「闘争本能を考える」の続き。
まずここで言う「闘争本能」とは「戦いを求める衝動」「戦いに身を投じたいという生来的な願望」である、と定義する。さらに複雑な人間社会では「闘争」というものが広い意味で使われ、会社で出世する事に腐心する事も闘争と呼ばれたりするが、まずは生物としての闘争、比喩ではない「戦い」を好む本能として定義する。
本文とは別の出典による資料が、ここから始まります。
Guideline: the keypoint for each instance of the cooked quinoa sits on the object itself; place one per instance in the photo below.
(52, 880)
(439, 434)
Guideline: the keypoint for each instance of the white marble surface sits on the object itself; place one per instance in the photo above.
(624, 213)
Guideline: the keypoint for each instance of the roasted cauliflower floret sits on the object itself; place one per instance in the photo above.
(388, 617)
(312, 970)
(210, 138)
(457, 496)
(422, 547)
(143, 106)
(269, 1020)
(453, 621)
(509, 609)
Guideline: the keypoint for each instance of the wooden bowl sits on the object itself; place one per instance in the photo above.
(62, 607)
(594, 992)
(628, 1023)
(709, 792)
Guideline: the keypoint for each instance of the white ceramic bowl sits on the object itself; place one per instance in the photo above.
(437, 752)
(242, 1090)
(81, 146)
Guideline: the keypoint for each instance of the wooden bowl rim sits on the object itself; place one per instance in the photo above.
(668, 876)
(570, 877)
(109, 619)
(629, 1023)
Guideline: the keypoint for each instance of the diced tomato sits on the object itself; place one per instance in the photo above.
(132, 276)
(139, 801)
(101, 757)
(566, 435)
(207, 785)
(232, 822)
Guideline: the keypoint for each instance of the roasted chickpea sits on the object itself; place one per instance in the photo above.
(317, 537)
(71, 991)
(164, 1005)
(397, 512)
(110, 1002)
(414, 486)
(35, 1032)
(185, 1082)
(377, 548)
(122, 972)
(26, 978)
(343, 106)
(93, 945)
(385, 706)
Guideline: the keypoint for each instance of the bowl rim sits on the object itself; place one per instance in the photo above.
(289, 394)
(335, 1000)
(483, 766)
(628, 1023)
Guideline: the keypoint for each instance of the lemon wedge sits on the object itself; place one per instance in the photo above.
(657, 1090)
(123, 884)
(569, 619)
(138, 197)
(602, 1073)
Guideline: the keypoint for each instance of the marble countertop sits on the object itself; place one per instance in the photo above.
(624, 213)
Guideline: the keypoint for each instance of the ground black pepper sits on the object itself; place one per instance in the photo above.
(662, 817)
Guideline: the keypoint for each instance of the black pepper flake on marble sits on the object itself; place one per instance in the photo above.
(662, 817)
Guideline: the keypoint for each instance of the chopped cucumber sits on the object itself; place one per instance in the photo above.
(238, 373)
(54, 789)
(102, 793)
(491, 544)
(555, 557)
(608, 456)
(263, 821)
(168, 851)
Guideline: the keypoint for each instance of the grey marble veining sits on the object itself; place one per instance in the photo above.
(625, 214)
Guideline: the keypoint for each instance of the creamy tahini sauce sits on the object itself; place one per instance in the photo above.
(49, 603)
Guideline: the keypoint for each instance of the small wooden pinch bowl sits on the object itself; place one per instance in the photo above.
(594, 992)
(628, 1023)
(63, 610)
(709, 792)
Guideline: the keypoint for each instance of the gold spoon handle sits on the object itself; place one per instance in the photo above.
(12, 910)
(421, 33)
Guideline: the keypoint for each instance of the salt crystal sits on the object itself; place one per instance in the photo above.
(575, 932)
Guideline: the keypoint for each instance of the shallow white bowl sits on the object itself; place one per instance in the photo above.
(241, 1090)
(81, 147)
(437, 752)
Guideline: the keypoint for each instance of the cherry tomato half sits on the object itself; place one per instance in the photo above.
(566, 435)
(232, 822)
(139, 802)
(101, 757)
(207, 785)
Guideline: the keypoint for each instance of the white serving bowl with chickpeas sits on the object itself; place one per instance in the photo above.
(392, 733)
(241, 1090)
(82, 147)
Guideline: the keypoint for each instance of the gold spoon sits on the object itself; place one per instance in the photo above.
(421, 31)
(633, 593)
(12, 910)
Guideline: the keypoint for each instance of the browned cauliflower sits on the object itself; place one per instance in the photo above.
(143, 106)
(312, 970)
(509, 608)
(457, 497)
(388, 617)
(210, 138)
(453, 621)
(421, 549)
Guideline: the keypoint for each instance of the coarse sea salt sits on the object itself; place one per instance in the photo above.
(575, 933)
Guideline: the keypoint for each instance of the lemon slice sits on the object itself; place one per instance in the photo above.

前回の日記の要点は人間は進化の過程で常に弱者であり、戦いを好むような本能を持ち合わせていては生き残れなかった筈だから、そのような特性が育まれる筈がない。闘争本能などというものがあったとしたら、一時的な繁栄は可能でも、長期的なメリットは生まれないのではないか、というもの。では今まで「闘争本能」と呼んでいたものの正体はなんだろう、という事を今回考えてみたい。
本能(厳密に言えば本能行動か?)は目的を意識せずに行う事を言うのであるから、「食料の為」とか「仲間の尊敬を集める為」というような戦闘は「闘争本能」に拠るものではない。闘争本能を何の理由もなく行使してしまうと体裁が悪いので「〜の為」と称して戦闘を行っていると考える事も出来るが、それならモラルが発生する前は戦闘し放題だった筈で、そうなると前回提示したモデルと矛盾する。モデルが間違っているか、闘争本能が「本能」では無いか、ということになる。本来の意味で闘争を行えば賭ける物は自分の肉体と命なのだから、それ以上の見返りがなければおいそれと行えるものではない。
が、もうひとつ、逆の可能性がある。賭ける物が自分の肉体と命でなければ、見返りを期待していい。